Peter Broadwell edited this page Feb 4, 2017 · 8 revisions

Welcome to the CC-ing wiki!

Project description

The goal of the Community Cataloging project is to help the UCLA Library to catalog a large collection of foreign-language books that have not been processed due to a shortage of specialists in the library who are experts in the books' languages. By providing images of the books' title pages and in-publication data pages for transcription via the NYPL Labs/Zooniverse Scribe tool, the Community Cataloging site will enable language experts from the greater UCLA community to assist in the cataloging of these volumes.
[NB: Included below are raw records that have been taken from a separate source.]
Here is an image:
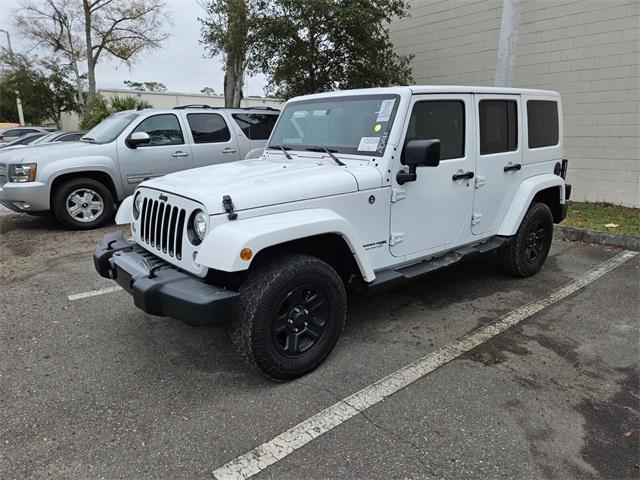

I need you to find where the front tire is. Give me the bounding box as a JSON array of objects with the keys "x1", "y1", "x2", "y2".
[
  {"x1": 53, "y1": 178, "x2": 115, "y2": 230},
  {"x1": 229, "y1": 254, "x2": 347, "y2": 380},
  {"x1": 498, "y1": 202, "x2": 553, "y2": 277}
]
Community Cataloging also involves the use of advanced optical character recognition (OCR) software to help detect the languages used in particular books and to provide trial transcriptions of their title pages that human experts may then correct, tag, and verify.

This project involves tying together a couple off-the-shelf software components: Tesseract for OCR in multiple languages, and Scribe for crowdsourced image tagging and transcription. The expected workflow is as follows:

  1. workers take photos of the title pages and publication pages of the books and upload them to a server
  2. a script on the server run OCR on the books to identify text blocks on the cover and transcribe them
  3. using Scribe's web interface, language experts fix or approve the transcriptions and tag the text blocks as “title,” “author,” etc.
  4. these tags and the OCR'd texts are automatically combined to make a library catalog record for the book, which can be imported into the library catalog system
    The codebase is most likely Ruby on rails, nodeJS, Java, and Mongodb.

About BuildUCLA

BuildUCLA is a software development program coordinated by the UCLA Library. As participants in BuildUCLA, groups of UCLA undergraduate and graduate students work in teams to develop software applications meant to enhance library collections and improve student experiences with the library.